What Lies Ahead in Gene Therapy Market Space?

Gene therapies have revolutionized the last half-century from science fiction to the first commercialized products. New delivery strategies are constantly being developed or refined to achieve the most efficient and safest approach, allowing a single injection of gene therapy vector to provide a lifelong cure for severe IMDs. This novel therapy option will compete with other available therapies, either alone or in combination if necessary. Many unanswered questions remain, particularly regarding developing an adequate economic model to enable affordable gene therapy products for healthcare systems and the long-term efficacy and safety of these novel therapies.

Currently, researchers are developing novel genotype-specific molecular therapies to become patient-specific and personalized gene therapy approaches to more efficiently correct the phenotype of genetic diseases.
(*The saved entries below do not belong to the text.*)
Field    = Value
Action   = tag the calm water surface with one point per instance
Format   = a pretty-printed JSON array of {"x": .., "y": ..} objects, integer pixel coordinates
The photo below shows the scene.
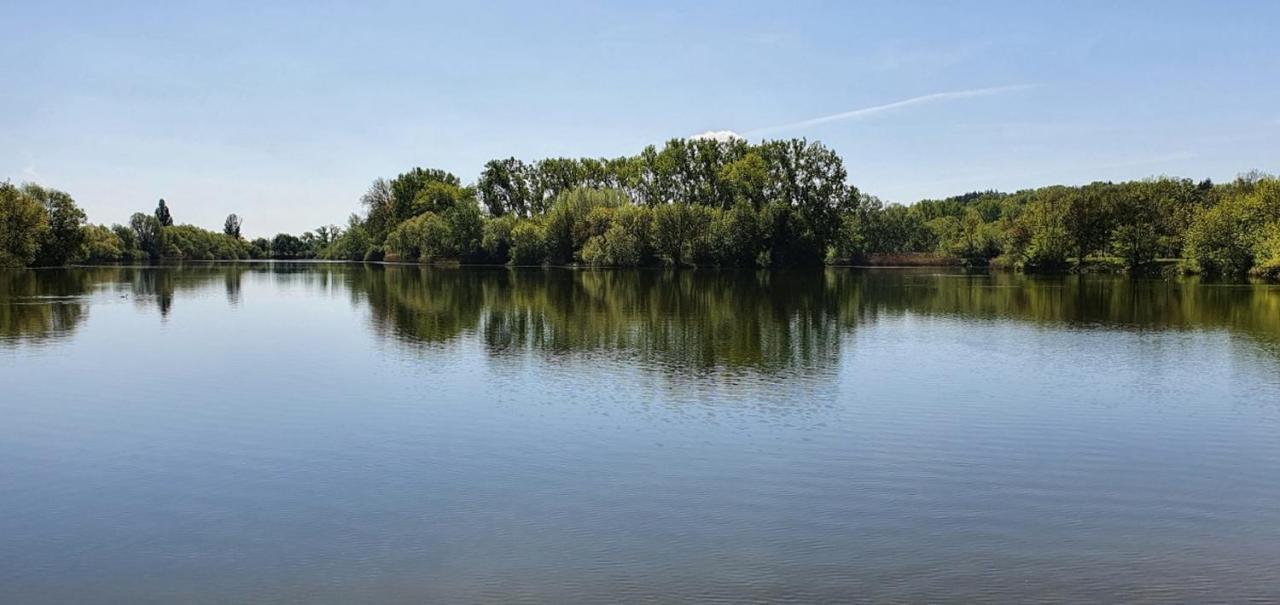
[{"x": 347, "y": 434}]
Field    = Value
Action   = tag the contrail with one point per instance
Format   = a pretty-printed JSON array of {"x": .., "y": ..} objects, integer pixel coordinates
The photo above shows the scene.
[{"x": 880, "y": 109}]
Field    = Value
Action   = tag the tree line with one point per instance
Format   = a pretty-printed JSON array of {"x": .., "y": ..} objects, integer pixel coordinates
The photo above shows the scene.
[{"x": 703, "y": 202}]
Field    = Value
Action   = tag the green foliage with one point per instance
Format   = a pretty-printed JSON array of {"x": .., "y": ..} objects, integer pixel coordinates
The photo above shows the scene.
[
  {"x": 163, "y": 215},
  {"x": 736, "y": 234},
  {"x": 620, "y": 237},
  {"x": 149, "y": 234},
  {"x": 681, "y": 233},
  {"x": 968, "y": 238},
  {"x": 504, "y": 187},
  {"x": 103, "y": 244},
  {"x": 64, "y": 238},
  {"x": 23, "y": 227},
  {"x": 192, "y": 243},
  {"x": 528, "y": 243},
  {"x": 567, "y": 221},
  {"x": 1267, "y": 252},
  {"x": 1229, "y": 237},
  {"x": 351, "y": 244},
  {"x": 287, "y": 246},
  {"x": 496, "y": 238},
  {"x": 705, "y": 202}
]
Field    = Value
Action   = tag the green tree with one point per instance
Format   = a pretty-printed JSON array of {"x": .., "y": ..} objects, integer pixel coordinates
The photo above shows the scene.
[
  {"x": 286, "y": 246},
  {"x": 23, "y": 225},
  {"x": 528, "y": 243},
  {"x": 64, "y": 239},
  {"x": 150, "y": 234},
  {"x": 163, "y": 214},
  {"x": 231, "y": 227},
  {"x": 504, "y": 187}
]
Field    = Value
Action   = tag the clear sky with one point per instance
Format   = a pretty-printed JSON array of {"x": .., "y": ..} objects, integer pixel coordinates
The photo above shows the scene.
[{"x": 286, "y": 113}]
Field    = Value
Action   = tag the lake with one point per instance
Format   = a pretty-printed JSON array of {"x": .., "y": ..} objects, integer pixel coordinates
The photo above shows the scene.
[{"x": 320, "y": 432}]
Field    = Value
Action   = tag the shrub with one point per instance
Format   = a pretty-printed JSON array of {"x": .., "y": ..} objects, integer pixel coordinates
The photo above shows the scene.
[{"x": 528, "y": 243}]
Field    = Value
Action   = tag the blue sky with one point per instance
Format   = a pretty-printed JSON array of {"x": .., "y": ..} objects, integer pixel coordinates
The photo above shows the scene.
[{"x": 286, "y": 113}]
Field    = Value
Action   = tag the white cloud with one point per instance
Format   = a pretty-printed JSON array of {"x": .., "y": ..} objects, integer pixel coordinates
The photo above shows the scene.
[
  {"x": 880, "y": 109},
  {"x": 722, "y": 136}
]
Furthermore, unlike previous viral delivery strategies, rAAV lacks viral genes, so there will be no active viral gene expression to amplify the immune response. Immune responses induced by AAV administration have been reported to compromise the outcomes of AAV-mediated gene therapy in some experimental settings.

Thus, several factors, including the route of administration, dose, serotype, host species, transgene and expression cassettes, and pre-existing immunity to AAV, may influence the occurrence of immune responses against AAV proteins. These studies and basic biology research have revealed many aspects of this vector that can be applied to future efforts.